From: Andrea Corallo
Subject: bug#50268: 28.0.50; Assertion warning during native compilation
Date: Tue, 21 Sep 2021 07:50:35 +0000
User-agent: Gnus/5.13 (Gnus v5.13) Emacs/28.0.50 (gnu/linux)

Andrea Corallo via "Bug reports for GNU Emacs, the Swiss army knife of
text editors" <bug-gnu-emacs@gnu.org> writes:

> Michael Welsh Duggan <mwd@md5i.com> writes:
>
>> I was able to determine that there was a bug in the pacproxy.el code
>> that I included in the bug report.  Fixing that bug caused native
>> compilation to work.  The assertion and backtrace were not particularly
>> useful in determining the bug in the code, though.  The bug was in the
>> `pacproxy--retrieve-wpad' function when I let-bound the following
>> illegal lambda:
>>
>>   (lambda (&rest) "DIRECT")
>>
>> The fix was to change this to:
>>
>>   (lambda (&rest _) "DIRECT")
>>
>> Is there another part of the compiler that could have caught this and
>> returned a useful diagnostic?
>
> Hi Michael & all,
>
> I had a quick look and these are my findings:
>
> (byte-compile '(lambda (&rest _) "DIRECT"))
> =>
> #[128 "\300\207" ["DIRECT"] 2 "DIRECT
>
> (fn &rest _)"]
>
> Here we have as encoded signature 128 (one rest arg) and the frame size
> is 2 (one for the rest arg and one for the immediate).
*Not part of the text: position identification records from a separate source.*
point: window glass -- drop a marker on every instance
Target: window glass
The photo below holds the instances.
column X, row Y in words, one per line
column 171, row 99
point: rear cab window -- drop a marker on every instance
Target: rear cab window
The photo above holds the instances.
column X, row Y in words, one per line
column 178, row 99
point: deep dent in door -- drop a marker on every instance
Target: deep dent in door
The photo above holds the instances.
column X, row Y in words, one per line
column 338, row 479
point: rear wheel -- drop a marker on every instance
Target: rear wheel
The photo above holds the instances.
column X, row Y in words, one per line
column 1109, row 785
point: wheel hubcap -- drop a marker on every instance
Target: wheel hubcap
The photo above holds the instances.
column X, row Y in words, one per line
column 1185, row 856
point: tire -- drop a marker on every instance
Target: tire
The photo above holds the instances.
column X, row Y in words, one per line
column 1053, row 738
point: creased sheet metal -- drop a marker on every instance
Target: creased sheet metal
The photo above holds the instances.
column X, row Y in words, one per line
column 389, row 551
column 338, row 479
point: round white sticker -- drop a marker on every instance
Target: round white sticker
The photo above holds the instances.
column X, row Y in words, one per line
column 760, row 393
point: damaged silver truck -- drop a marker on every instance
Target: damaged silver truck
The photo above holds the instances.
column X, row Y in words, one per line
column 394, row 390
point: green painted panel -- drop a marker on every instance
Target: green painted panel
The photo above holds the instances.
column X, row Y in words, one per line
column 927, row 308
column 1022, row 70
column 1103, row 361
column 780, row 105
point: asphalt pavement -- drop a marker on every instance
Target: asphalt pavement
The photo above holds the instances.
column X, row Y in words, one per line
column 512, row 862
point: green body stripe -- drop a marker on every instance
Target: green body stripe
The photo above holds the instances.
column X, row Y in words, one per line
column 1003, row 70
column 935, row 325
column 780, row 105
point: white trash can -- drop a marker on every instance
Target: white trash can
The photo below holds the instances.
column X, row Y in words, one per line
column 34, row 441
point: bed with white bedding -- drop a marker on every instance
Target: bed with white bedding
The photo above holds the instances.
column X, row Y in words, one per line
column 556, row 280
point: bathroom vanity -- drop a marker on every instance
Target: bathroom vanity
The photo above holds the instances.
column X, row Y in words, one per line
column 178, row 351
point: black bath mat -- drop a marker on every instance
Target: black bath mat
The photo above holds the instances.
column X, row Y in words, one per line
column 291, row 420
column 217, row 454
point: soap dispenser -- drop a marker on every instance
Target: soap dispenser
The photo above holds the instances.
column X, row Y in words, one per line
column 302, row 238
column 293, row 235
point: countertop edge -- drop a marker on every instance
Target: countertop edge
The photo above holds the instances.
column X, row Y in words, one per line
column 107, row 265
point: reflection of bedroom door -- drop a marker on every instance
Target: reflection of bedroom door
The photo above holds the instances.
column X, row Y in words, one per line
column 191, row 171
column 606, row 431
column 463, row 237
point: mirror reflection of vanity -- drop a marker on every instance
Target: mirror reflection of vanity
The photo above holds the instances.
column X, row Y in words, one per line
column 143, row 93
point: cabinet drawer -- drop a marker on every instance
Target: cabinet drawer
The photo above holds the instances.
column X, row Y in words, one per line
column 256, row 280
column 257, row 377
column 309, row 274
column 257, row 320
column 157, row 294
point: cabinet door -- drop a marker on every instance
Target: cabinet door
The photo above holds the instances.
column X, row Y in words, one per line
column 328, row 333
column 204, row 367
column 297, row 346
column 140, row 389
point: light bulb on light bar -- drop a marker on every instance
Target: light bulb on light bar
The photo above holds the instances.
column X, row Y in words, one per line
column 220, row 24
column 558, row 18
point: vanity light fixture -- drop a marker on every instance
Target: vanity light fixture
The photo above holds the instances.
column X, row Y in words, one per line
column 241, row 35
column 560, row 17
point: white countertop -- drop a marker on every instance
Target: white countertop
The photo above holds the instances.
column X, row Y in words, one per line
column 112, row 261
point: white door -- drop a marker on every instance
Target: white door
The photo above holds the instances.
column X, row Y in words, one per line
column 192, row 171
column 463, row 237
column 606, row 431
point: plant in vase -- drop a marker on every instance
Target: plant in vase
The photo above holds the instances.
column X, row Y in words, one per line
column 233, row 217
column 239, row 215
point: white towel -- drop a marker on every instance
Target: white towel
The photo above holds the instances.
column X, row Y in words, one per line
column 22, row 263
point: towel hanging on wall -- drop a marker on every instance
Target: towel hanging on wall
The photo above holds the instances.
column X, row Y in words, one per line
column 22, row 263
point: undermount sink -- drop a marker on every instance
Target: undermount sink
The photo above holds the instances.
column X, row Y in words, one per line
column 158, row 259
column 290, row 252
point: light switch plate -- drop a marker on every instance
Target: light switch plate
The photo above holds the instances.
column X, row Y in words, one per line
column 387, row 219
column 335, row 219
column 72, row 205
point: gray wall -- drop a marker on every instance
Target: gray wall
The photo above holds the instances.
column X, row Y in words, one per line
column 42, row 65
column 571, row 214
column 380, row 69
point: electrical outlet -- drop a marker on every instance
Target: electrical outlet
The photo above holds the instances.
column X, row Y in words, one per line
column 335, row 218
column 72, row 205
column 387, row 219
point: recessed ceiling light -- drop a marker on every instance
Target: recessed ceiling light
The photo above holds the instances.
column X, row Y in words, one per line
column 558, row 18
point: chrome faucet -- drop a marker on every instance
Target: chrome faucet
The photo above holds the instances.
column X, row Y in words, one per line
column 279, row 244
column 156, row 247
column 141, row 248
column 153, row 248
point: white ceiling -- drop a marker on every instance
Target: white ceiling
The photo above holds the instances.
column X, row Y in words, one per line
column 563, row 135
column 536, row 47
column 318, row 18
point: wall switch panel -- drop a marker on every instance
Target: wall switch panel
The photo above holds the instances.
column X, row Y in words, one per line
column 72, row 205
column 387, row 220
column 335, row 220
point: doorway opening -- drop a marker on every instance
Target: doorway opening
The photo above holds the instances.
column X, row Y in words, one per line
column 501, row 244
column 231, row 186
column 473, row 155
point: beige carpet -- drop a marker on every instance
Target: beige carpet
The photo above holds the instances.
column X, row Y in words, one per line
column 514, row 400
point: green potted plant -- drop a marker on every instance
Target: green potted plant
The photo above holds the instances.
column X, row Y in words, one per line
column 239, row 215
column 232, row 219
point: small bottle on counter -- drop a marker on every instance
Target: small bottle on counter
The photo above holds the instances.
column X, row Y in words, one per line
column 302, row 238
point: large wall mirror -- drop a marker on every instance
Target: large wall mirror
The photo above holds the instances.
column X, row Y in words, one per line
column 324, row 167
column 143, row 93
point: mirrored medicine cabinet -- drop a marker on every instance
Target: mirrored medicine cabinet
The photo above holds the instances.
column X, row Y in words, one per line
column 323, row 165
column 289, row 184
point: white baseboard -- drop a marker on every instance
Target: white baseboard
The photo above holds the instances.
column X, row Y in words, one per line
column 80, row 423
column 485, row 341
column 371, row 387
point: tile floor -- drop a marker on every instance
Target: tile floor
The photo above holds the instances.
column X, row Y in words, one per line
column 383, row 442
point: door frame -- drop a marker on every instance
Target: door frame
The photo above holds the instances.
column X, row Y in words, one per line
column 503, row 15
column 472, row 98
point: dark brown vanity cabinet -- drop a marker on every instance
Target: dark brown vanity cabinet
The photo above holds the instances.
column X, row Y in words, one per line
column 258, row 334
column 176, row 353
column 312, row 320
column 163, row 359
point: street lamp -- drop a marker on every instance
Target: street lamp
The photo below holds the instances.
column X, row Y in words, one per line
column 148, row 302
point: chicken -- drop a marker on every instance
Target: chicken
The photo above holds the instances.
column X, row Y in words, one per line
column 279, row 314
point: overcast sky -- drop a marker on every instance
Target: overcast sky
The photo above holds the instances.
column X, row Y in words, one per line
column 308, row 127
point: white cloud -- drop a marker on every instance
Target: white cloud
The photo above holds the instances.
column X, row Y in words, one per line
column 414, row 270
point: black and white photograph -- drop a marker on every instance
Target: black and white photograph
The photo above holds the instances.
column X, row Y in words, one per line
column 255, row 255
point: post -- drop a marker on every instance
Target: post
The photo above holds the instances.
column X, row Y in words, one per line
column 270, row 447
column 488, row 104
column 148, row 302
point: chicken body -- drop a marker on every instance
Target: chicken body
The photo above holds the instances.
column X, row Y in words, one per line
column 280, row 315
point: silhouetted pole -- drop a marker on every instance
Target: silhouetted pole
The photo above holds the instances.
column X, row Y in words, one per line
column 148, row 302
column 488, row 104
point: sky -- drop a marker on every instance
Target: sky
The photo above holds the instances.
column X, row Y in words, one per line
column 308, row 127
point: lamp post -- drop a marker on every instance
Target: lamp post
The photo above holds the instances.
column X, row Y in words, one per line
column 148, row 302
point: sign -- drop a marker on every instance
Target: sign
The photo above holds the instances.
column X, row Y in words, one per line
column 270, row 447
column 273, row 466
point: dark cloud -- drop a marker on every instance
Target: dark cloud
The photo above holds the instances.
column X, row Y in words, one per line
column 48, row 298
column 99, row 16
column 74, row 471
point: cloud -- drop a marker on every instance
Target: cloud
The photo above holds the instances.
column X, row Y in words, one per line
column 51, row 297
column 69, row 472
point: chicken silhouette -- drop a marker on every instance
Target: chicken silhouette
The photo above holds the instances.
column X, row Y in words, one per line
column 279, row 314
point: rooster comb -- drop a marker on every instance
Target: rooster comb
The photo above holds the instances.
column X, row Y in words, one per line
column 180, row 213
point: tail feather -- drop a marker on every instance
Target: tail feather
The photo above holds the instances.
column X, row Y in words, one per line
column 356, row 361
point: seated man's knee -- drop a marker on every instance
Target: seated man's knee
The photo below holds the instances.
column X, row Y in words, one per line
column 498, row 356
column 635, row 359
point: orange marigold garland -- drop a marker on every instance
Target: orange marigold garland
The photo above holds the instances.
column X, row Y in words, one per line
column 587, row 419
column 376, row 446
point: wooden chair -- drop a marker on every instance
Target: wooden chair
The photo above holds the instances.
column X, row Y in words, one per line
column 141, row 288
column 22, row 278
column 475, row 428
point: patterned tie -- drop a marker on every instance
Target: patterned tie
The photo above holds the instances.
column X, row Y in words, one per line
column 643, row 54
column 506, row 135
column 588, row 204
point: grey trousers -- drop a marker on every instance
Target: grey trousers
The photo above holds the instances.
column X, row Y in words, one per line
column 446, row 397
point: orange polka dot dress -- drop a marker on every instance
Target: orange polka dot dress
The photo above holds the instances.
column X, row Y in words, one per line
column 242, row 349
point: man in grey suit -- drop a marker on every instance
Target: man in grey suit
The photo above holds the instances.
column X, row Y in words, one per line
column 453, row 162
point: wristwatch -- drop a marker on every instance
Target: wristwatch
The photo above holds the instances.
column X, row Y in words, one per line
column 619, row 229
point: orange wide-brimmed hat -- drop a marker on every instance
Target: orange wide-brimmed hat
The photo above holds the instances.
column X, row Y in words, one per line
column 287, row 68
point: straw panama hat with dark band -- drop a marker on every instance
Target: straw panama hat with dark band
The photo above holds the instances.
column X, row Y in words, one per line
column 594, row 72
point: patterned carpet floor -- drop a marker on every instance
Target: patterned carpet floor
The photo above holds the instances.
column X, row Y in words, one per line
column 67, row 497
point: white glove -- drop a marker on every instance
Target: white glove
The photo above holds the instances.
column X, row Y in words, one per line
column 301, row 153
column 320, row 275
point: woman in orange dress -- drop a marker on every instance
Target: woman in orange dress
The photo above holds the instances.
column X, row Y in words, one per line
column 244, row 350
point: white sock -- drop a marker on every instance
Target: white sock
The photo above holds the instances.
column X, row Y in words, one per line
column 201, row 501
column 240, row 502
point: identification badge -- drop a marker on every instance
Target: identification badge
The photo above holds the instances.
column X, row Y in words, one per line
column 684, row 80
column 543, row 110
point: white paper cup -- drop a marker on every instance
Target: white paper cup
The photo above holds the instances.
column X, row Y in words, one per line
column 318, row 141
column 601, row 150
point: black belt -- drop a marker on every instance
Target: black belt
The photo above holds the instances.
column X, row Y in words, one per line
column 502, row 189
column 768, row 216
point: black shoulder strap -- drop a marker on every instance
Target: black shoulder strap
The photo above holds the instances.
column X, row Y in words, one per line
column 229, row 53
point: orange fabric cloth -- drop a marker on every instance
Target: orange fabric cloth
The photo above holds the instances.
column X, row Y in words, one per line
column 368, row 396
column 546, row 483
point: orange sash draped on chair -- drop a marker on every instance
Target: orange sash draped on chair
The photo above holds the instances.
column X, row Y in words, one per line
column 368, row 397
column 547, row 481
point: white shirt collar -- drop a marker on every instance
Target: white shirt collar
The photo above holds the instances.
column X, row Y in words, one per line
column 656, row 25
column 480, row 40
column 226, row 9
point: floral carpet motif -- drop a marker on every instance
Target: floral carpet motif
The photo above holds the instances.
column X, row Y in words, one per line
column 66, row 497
Fine...
>
> (byte-compile '(lambda () "DIRECT"))
> =>
> #[0 "\300\207" ["DIRECT"] 1 "DIRECT"] 
>
> Here we have as encoded signature 0 (no args) and the frame size is 1
> (will be used by the immediate).  Fine as well.
>
> (byte-compile '(lambda (&rest) "DIRECT"))
> =>
> #[128 "\300\207" ["DIRECT"] 1 "DIRECT
>
> (fn &rest)"]
>
> This is the problematic case that was signaled as reproducer.  Here we
> have as encoded signature 128 (one rest arg) but the frame size (1) is
> not accounting for this.
>
> I think this output is a incoherent and I guess the byte compiler should
> probably just raise an error and refuse to compile if the lambda list is
> invalid.  Am I wrong?

I can't verify in this moment but I guess is very possible we even
overflow in the byte interpreter when executing the mentioned bytecode.